By Safiya Merchant
WASHINGTON — As government officials criticize Google’s recent decision to revise its privacy policy to monitor and record user activity, watchdog organization The Constitution Project released a report claiming the government must also protect the public’s privacy when heightening online security measures.
The report, released Jan. 27, outlines recommendations to protect privacy in drafting cypbersecurity legislation.
“As proposals have arisen that would enable the federal government to move toward monitoring all information transferred over private networks, individuals face the risk of being subjected to the equivalent of a perpetual ‘wiretap’ on their tprivate communications and web browsing behavior,” the report stated.
he report also noted aspects of the current federal cybersecurity initiative that could threaten personal information of computer users.
According to the study, the government’s Comprehensive National Cybersecurity Initiative includes components called Einstein, whose purpose is to erase “harmful activity” from federal computer systems.
Because the Einstein programs monitor information transmitted to and from the federal computer system, the Justice Department’s Office of Legal Counsel has stated the Einstein technologies do not breach the civil liberties of federal employees or the public, the report said.
The Justice Department argued that federal employees “do not have a reasonable expectation of privacy in their communications” but even if they do have expectations of privacy, they have consented to this search, the report states.
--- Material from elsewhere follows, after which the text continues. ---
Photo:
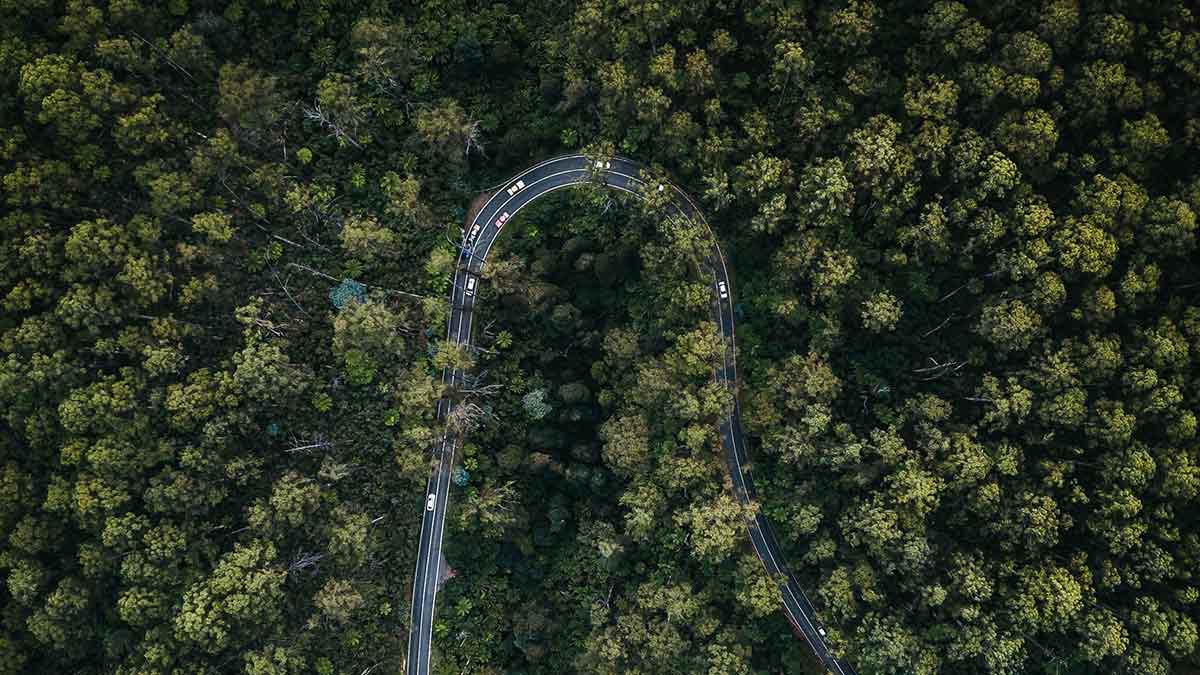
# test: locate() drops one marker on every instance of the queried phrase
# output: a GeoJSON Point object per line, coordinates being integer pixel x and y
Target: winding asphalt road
{"type": "Point", "coordinates": [547, 177]}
But the Constitution Project said Einstein could violate Fourth Amendment rights.
If individuals consent to the monitoring of their computer communications for federal security purposes, the report stated, that does not necessarily mean they “consented to having that information stored for human review or transferred to federal or local law enforcement.”
The Constitution Project recommends any legislation establish oversight procedures, create privacy safeguards and minimize the amount of access to or use of computer user information.
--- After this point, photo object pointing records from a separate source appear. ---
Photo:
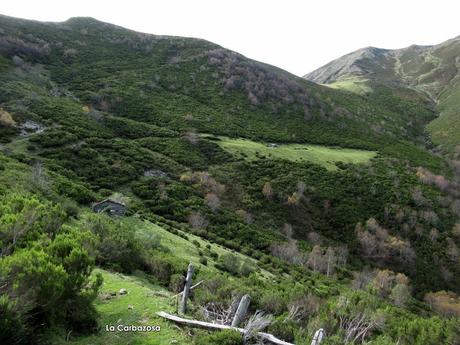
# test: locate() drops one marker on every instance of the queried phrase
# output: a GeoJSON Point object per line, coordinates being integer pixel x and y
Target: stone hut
{"type": "Point", "coordinates": [111, 207]}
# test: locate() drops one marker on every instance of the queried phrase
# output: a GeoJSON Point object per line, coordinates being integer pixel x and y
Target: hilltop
{"type": "Point", "coordinates": [430, 71]}
{"type": "Point", "coordinates": [322, 203]}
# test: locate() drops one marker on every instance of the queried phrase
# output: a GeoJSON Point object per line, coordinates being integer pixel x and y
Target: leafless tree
{"type": "Point", "coordinates": [191, 136]}
{"type": "Point", "coordinates": [197, 221]}
{"type": "Point", "coordinates": [212, 201]}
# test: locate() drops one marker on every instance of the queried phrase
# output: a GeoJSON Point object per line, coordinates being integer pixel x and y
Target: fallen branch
{"type": "Point", "coordinates": [214, 326]}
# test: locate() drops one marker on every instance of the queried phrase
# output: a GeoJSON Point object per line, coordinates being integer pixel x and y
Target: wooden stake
{"type": "Point", "coordinates": [214, 326]}
{"type": "Point", "coordinates": [186, 292]}
{"type": "Point", "coordinates": [241, 311]}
“A lot of these bills contemplate information-sharing programs, where private companies would share cybersecurity information with the federal government,” said Sharon Bradford Franklin, senior counsel of The Constitution Project, in an interview with The Federal Drive with Tom Temin. “We want to make sure personally identifiable information is sanitized out of that sharing unless that is absolutely necessary for the cybersecurity purpose.”
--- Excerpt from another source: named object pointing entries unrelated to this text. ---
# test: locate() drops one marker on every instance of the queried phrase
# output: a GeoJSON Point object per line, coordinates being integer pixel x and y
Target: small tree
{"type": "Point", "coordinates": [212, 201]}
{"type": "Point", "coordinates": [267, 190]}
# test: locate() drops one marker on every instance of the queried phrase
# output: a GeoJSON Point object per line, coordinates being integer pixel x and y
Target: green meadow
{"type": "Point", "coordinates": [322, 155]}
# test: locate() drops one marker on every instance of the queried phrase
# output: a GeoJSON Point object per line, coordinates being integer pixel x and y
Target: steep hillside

Some specific recommendations the report proposes include requiring federal agencies to create Privacy Impact Assessments if they plan to make or expand cybersecurity initiatives; limiting the amount of personally identifiable information that can be shared between the government and the private sector; and prohibiting private industries with access to Einstein from keeping or reviewing user information/communications for projects other than those of the Einstein program.